Both candidates say they have the support of environmentalists. And Angelides counters Schwarzenegger’s Business Leaders for Arnold endorsement with a Silicon Valley Business Leaders approval of his own.
Noting Schwarzenegger’s significant advantage in fundraising – which may or may not be associated with him leading or within five percentage points in the polls – at least one CSUN faculty member chimed in on a probable outcome of the election.
“It’s Schwarzenegger’s election to lose,” said Tom Hogen-Esch, assistant professor of political science.
Citing a popular “co-opting strategy,” Hogen-Esch also said the governor has successfully borrowed issues on the left, thereby depriving Angelides of his ability to contrast a number of those very issues.
“Schwarzenegger has muddied the waters a bit. He’s supported a number of things a progressive Democrat normally would,” he said, referring to such recent issues as the governor’s legislation aimed at dramatically slashing California greenhouse gas emissions.
“To be more stark, he ran from the right the first time around and got the big smack down from nurses, teachers and fire fighters. So now he’s running from the left,” he said.
Schwarzenegger campaign strategist Julie Soderlund sees her boss’s motives in a different light.
“The governor was elected in a historic recall campaign with a promise to bring the state back to life,” she said. “His interests are with the people, and he’ll continue to do what he believes is best for the state.”
She also claims that Schwarzenegger’s gubernatorial accomplishments are low unemployment rates, holding the line on taxes and recent gains in education funding. Soderlund accused Angelides of planning to raise state taxes by more than $18 billion.
Phil Angelides’ spokesman, Nick Papas, charged back.
“It’s pretty clear,” said Papas. “The governor will say anything to keep his job.”
Papas went on to say that the governor has already taken more than $100 million in campaign donations from corporate business groups.

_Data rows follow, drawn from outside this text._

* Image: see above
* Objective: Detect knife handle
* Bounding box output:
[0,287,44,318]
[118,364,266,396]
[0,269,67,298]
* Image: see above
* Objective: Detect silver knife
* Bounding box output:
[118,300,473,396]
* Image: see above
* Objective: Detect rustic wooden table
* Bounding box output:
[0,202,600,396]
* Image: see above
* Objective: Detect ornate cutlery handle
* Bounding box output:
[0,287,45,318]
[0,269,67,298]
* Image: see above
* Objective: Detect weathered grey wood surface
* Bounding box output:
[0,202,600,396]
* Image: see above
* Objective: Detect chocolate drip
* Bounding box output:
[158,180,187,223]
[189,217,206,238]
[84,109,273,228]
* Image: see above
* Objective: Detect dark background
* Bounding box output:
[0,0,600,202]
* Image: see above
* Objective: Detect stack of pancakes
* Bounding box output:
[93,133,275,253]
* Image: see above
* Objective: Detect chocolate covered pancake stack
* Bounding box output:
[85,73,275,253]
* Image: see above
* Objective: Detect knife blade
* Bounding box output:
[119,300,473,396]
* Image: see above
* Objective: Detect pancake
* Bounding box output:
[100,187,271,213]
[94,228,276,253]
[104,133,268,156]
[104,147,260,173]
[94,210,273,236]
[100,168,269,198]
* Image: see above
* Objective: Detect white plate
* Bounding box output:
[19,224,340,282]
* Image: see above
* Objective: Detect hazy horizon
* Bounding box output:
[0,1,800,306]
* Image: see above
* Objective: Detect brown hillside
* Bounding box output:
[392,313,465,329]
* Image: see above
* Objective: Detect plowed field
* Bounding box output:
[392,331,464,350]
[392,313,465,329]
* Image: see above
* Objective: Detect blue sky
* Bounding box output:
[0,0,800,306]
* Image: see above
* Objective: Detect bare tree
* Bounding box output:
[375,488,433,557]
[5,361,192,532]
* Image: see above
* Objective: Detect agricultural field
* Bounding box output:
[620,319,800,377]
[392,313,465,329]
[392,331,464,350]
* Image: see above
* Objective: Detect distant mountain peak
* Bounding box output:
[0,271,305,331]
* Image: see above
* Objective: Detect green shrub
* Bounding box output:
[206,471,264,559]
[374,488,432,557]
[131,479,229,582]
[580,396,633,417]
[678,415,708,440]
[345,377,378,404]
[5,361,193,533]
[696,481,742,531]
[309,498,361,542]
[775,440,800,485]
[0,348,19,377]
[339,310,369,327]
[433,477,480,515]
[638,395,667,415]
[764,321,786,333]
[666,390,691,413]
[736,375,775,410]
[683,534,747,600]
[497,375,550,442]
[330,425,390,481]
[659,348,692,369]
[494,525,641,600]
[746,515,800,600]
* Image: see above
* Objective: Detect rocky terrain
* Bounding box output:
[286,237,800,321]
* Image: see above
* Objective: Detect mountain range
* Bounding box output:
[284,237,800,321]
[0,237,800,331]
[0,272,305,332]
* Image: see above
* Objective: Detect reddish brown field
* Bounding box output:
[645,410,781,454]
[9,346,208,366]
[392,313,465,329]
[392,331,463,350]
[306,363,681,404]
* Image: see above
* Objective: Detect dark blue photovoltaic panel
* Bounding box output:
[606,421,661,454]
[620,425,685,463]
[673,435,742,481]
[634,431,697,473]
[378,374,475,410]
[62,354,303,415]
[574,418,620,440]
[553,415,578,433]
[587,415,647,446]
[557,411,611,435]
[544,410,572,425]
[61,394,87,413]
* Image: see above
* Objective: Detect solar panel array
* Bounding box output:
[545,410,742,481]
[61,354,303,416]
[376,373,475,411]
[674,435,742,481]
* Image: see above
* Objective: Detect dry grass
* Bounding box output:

“Right now we have a governor in Sacramento who’s more interested in protecting special interest groups than anything else,” he said.
As far as the Angelides agenda, Papas said college tuition would be rolled back to the “pre-Schwarzenegger era,” amounting to a near $600 million break.
“When elected, Angelides will also raise taxes on himself, i.e. higher wage earners, and lower them by about $1.5 billion for the middle class, including small businesses,” he said “He’s (Angelides) the clearest choice in a generation.”
Business major Lewis Gale thinks the governor should stay right where he is. Gale, who also owns a small real-estate marketing company, said he observed a reduction in his company’s state taxes this year.
“I’ll probably vote for Arnold. When you have more money, you can do more things,” Gale said, adding that he watched his tax rate go down about 3 percent compared to years past.
But senior sociology major Laura Leon said she would like to see a gubernatorial swap in Sacramento. And even though Leon lacks U.S. citizenship – making her ineligible to vote – she voiced her concerns.
“Tuition has been growing since I started here as a freshman,” she said. Leon said her 2002 tuition was about $990. Compared to the $1,500 in tuition costs paid this semester, she believes the governor has given her reason enough to worry.
Leon also cited healthcare, and its inaccessibility to the poor, as another one of her primary concerns.
“There’s too many people in this country without it,” she said.
For 21-year-old psychology major Michael Scrivner, it all comes back to higher tuition.
“As soon as he was in office, he took tons of money from the Cal State system,” he said. “Funding was cut and classes grew. It was harder to get classes.”
Come Nov. 7, Scrivner said he would be at the voting polls.